Development of Artificial Neural Network Chemistry Framework for Turbulent Combustion of Non-premixed Flames

Abstract

Detailed chemical kinetics are required to accurately model pollutant formation in turbulent combustion simulations. However, existing methods for representing detailed turbulent combustion chemistry can have prohibitive computational cost. Machine learning (ML) methods are gaining attention for representing detailed chemistry in a computationally efficient manner, however the difficulties in preparing these models limit their application. In this work, artificial neural networks (ANNs) are used to represent non-premixed turbulent combustion chemistry in the Conditional Source-term Estimation (CSE) model, which accounts for detailed kinetics and turbulence-chemistry interactions (TCI). This work represents the first application of ML to CSE.

The objectives of the present study are to (i) develop a methodology for representing any chemistry dataset with ANNs in the context of the CSE combustion model, and (ii) apply ANN-CSE to the simulation of two turbulent non-premixed methane jet flames in a Reynolds-Averaged Navier-Stokes (RANS) framework.

The ANNs are developed using the MATLAB Deep Learning Toolbox. Two tabulated chemistry datasets are considered for ANN development: Trajectory-Generated Low-Dimensional Manifolds (TGLDM) and samples from direct integration (DI). In addition, pure and diluted methane fuels are considered. Detailed chemistry via GRI-Mech 3.0 and reduced chemistry via Smooke's mechanism is used. A data preparation procedure for ANN development is outlined. The sensitivity of various ANN parameters are also investigated to optimize the ANNs to each dataset. It is found that the ANNs can predict species mass fractions, reaction rates, temperature and heat release rate with good accuracy for each case. The storage requirement is also reduced by over 50\% for each case.
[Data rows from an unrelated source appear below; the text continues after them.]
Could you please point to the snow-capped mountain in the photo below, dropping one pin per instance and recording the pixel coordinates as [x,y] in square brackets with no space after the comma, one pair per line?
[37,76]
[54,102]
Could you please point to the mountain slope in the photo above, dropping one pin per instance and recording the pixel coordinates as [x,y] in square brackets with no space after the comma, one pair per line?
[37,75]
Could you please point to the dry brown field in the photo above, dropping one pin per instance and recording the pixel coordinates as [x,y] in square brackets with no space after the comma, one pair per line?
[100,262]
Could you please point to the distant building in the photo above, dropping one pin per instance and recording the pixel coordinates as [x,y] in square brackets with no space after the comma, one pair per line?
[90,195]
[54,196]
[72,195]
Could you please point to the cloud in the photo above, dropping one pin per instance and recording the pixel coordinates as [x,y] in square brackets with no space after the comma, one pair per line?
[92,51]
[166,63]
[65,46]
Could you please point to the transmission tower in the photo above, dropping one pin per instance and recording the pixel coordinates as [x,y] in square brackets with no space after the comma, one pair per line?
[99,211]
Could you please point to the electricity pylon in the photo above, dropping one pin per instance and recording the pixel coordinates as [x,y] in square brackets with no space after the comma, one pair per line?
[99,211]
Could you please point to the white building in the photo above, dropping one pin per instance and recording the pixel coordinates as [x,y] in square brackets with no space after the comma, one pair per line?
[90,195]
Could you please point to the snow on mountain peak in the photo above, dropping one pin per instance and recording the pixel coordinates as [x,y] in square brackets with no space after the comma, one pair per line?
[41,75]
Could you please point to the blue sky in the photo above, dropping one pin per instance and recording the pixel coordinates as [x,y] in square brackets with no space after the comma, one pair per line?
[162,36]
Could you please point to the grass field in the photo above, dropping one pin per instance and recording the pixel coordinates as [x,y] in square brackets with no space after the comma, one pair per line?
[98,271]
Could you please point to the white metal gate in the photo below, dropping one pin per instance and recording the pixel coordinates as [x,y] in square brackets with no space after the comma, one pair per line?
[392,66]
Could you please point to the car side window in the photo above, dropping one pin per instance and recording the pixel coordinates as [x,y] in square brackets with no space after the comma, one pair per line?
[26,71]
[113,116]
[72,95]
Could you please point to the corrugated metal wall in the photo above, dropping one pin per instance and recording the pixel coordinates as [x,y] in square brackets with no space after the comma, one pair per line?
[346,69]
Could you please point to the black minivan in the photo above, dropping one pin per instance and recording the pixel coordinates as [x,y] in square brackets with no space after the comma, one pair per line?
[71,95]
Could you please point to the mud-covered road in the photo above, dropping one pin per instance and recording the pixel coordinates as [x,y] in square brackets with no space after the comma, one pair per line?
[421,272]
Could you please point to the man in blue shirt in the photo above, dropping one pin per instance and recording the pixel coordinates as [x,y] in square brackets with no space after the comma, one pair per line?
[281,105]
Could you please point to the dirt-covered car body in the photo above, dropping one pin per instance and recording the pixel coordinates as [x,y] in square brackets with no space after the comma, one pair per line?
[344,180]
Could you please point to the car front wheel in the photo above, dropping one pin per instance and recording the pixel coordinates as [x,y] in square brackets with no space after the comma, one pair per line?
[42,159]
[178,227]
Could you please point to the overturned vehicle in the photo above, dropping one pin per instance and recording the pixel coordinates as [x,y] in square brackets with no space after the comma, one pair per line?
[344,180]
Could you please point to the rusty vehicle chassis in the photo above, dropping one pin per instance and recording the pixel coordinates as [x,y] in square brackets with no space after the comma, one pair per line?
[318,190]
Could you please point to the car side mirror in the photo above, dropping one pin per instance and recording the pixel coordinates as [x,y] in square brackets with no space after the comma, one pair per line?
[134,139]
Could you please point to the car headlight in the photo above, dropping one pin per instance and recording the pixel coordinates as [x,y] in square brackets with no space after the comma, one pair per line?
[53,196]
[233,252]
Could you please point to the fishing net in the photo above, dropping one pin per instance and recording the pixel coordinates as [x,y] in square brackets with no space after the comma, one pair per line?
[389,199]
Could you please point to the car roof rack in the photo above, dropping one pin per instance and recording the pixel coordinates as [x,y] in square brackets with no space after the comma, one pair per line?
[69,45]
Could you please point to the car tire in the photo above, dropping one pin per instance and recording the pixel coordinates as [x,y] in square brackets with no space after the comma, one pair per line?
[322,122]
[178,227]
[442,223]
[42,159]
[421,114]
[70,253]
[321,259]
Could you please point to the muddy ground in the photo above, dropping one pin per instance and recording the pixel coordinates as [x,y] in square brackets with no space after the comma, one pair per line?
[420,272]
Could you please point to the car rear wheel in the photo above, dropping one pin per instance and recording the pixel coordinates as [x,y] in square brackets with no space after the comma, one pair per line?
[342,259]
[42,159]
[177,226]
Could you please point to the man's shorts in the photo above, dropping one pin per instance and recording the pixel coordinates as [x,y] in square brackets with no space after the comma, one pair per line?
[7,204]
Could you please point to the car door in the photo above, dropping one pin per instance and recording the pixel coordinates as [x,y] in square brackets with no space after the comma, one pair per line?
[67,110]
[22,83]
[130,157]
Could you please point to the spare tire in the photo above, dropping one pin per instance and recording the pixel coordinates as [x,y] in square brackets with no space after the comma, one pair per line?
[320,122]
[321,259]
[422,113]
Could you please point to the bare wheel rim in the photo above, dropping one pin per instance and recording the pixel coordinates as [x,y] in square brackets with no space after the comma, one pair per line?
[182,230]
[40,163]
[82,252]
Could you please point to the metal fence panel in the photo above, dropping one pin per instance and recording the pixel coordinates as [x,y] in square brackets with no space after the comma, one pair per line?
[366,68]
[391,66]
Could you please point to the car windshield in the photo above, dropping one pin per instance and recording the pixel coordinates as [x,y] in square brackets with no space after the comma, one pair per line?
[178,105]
ANN-CSE is applied to turbulent non-premixed jet flames with both sets of data and either pure or diluted methane. The predictions of conditional and Favre averages of temperature, species mass fractions and source terms from ANN-CSE are compared to those from CSE with tabulated chemistry (TGLDM-CSE) or direct chemistry (DI-CSE) to verify ANN-CSE. Identical computational settings for each flame are used to verify the influence of the chemistry implementation on the flame structure. For each case, ANN-CSE is generally able to capture the trends of each conditional and Favre-averaged quantity at various locations. In addition, ANN-CSE requires less memory and is faster than regular CSE for each case.

This study shows that CSE can be effectively coupled with ANNs for chemistry representation of different mechanisms and sources of data. This will enable CSE for simulating more detailed cases. Future work may involve more complex fuels, more sophisticated ANNs and data preparation, or the Large Eddy Simulation (LES) framework.